An increasing number of companies are taking a closer look at 401(k) plan fees, a trend Hewitt attributes in part to a surge in government and media scrutiny of 401(k) plan costs. In fact, 61% of employers said they were very or somewhat concerned about plan expenses, while 60% have attempted to calculate the total cost of maintaining their 401(k) plan, consisting largely of fees for the cost of administration and fund management as well as employer contributions, up from 34% doing so in 2003. In addition, 57% have made efforts to reduce fund or plan expenses in the past 2 years.

“Companies can help employees save hundreds–even thousands–of dollars in retirement savings simply by offering lower-cost funds in their 401(k) plans,” Hess notes.

Other key findings of the Hewitt survey:

–20% of employers increased their matching contribution over the past 2 years.

–44% immediately vest employees in employer contributions, up from 34% in 2005.

–Nearly 60% offer non-mutual fund alternatives as part of their 401(k) plan.
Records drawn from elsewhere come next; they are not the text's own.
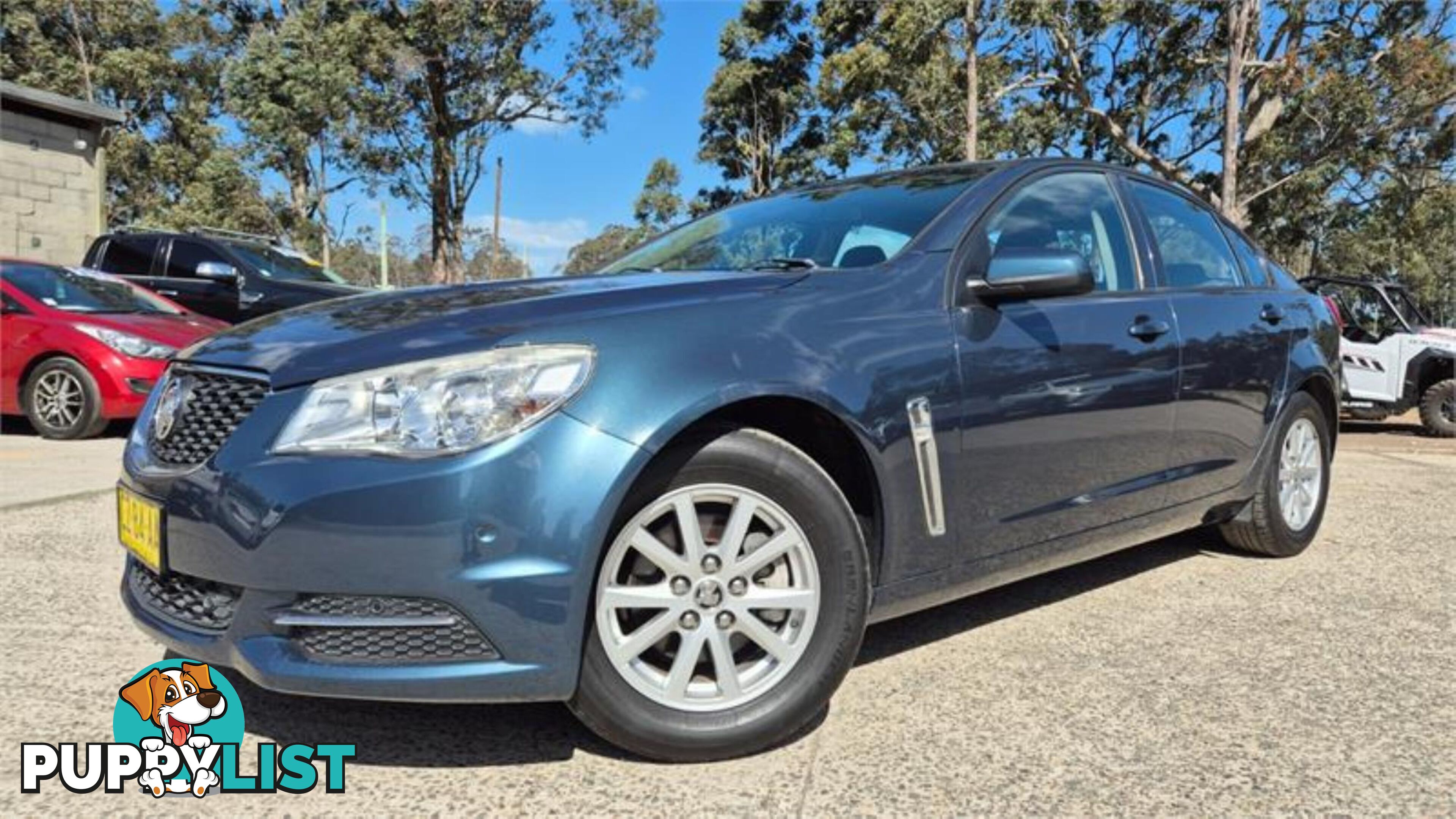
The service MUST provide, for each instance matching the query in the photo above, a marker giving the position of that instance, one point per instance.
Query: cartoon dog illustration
(177, 701)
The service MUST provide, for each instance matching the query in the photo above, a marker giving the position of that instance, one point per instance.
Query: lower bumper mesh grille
(182, 599)
(445, 634)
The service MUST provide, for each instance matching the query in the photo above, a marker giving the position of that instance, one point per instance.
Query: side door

Among plans with over $1 billion in assets, 46% offer only institutional vehicles, while only 12% offer none or only 1 institutional option. (Institutional vehicles are separate accounts and collective trusts.)

The AARP study found that 98% of U.S. adults enrolled in an automatic 401(k) plan are glad their companies offer the feature, with 79% expressing strong agreement that they are happy with the feature. In addition, 95% of those in an auto plan agreed that it has made saving for retirement easy, and 85% agreed that it helped them start saving for retirement sooner than they had planned.

The AARP study was part of a new campaign the association has launched to encourage more employers to offers auto enrollment.

The campaign, dubbed “Retirement Made Simpler,” is cosponsored by the Financial Industry Regulatory Authority and the Retirement Security Project, Washington.